I’d like to train a convnet where each layer weights are divided by the maximum weight in that layer, at the start of every forward pass. So the range of the weights would always be [-1, 1].
I tried doing it like this:
class TestConv2d(nn.Conv2d):
def __init__(self, in_channels, out_channels, kernel_size=5, bias=False):
super(TestConv2d, self).__init__(in_channels, out_channels, kernel_size, bias=bias)
def forward(self, inputs):
return F.conv2d(inputs, self.weight / torch.max(torch.abs(self.weight)), self.bias)
class TestLinear(nn.Linear):
def __init__(self, in_features, out_features, bias=False):
super(TestLinear, self).__init__(in_features, out_features, bias=bias)
def forward(self, inputs):
return F.linear(inputs, self.weight / torch.max(torch.abs(self.weight)), self.bias)
class ConvNet(nn.Module):
def __init__(self):
super(ConvNet, self).__init__()
self.conv1 = TestConv2d(3, 32, 5)
self.pool = nn.MaxPool2d(2, 2)
self.conv2 = TestConv2d(32, 64, 5)
self.flatten = nn.Flatten(start_dim=1)
self.fc1 = TestLinear(64 * 5 * 5, 390)
self.fc2 = TestLinear(256, 10)
def forward(self, x):
x = self.pool(F.relu(self.conv1(x)))
x = self.pool(F.relu(self.conv2(x)))
x = self.flatten(x)
x = F.relu(self.fc1(x))
x = self.fc2(x)
return x
The rest of the code is a standard training loop, and it works as expected on CIFAR-10 without weights scaling.

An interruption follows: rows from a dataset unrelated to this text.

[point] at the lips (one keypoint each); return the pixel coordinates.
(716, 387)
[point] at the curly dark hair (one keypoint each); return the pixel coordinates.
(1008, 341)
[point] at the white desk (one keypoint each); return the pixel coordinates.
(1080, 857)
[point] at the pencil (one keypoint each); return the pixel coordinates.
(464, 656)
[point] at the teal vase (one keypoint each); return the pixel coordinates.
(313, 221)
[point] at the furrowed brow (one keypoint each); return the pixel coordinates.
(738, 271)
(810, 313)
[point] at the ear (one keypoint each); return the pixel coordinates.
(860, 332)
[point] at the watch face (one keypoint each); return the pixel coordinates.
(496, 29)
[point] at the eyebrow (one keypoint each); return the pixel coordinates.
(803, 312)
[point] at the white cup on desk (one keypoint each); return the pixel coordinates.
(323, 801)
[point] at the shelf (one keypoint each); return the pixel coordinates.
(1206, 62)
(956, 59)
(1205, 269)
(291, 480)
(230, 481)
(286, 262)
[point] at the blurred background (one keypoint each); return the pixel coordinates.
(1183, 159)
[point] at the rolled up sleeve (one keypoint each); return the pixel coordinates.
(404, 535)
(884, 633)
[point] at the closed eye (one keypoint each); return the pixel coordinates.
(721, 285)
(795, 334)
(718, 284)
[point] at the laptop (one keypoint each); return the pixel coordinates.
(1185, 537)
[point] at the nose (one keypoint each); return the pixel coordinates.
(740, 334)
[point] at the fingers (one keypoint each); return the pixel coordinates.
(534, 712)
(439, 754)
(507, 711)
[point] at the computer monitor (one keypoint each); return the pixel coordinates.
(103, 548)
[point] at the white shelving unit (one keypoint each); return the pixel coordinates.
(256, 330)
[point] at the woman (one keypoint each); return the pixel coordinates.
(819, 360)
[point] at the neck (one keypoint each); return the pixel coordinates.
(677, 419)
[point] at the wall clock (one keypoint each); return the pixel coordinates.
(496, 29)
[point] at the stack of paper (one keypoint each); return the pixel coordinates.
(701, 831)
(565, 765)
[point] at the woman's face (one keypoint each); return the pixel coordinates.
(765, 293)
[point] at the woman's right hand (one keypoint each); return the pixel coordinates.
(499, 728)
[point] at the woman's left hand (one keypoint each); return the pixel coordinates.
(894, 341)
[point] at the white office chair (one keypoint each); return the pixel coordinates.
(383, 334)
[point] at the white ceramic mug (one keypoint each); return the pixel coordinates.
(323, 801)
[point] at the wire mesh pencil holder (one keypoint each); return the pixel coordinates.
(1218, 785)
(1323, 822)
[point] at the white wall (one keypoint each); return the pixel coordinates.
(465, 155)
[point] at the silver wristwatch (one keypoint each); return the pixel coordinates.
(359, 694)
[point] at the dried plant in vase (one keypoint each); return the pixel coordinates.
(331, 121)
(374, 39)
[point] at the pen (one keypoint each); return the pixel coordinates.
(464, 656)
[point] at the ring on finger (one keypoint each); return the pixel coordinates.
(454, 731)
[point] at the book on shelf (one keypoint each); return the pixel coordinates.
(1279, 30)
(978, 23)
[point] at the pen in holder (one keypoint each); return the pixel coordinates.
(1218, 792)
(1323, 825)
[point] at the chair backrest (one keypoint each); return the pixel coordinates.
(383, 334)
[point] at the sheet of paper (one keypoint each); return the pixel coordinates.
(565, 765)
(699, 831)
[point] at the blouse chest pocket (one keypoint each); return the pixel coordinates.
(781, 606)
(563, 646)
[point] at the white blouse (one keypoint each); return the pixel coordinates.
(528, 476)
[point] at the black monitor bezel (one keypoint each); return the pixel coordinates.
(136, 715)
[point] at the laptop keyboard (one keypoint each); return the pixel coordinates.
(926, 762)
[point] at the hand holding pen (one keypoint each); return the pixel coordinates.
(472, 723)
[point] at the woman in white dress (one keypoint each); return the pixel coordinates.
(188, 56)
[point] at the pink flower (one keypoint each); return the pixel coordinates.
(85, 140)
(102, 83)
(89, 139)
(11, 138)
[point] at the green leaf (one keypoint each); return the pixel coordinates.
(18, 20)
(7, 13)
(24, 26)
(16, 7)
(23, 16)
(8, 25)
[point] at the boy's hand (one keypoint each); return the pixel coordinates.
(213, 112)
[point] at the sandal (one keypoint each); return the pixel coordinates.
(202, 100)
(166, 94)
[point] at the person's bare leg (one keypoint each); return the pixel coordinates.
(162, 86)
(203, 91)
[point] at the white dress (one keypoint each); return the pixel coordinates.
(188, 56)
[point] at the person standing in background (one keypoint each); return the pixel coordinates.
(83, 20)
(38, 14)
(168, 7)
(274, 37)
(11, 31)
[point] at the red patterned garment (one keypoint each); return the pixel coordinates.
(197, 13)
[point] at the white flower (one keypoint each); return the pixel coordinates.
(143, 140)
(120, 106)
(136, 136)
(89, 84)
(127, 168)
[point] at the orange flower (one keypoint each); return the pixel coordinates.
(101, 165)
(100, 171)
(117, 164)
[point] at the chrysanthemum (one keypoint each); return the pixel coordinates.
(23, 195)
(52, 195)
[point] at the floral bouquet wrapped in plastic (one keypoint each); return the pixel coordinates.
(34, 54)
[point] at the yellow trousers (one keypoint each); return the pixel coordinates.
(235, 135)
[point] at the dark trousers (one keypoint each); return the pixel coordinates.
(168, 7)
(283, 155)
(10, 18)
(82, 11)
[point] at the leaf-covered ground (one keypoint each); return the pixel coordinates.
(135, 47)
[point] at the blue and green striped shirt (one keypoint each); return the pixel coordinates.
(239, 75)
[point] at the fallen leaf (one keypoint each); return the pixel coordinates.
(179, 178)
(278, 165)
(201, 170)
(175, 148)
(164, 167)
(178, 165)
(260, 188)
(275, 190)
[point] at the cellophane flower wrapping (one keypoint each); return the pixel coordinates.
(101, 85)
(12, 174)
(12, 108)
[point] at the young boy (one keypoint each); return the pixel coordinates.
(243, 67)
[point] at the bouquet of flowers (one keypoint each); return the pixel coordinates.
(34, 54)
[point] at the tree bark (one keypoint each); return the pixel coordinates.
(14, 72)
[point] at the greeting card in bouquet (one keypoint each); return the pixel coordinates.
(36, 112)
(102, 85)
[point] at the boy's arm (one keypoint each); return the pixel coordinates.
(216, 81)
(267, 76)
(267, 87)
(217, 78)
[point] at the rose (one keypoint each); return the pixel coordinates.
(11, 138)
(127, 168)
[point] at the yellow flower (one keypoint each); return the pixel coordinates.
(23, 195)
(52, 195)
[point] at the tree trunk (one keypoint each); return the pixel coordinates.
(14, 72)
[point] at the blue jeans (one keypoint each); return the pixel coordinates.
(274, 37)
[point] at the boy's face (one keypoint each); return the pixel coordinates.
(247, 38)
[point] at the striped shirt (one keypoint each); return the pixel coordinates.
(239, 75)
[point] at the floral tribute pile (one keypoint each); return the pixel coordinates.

With weight scaling, however, there is some weird behavior. I tried training it with SGD and AdamW, and AdamW works much better. I had to reduce the initial learning rate significantly (compared to no scaling scanario), especially with SGD. However, I’m still not able to reach the same accuracy as without weight scaling (~2% drop with AdamW, ~10% drop with SGD).
Questions:
- What is happening to the weight gradients when I’m modifying weights like this?
- What would be a correct way to implement weight scaling?
- Why is AdamW works so much better than SGD in this case?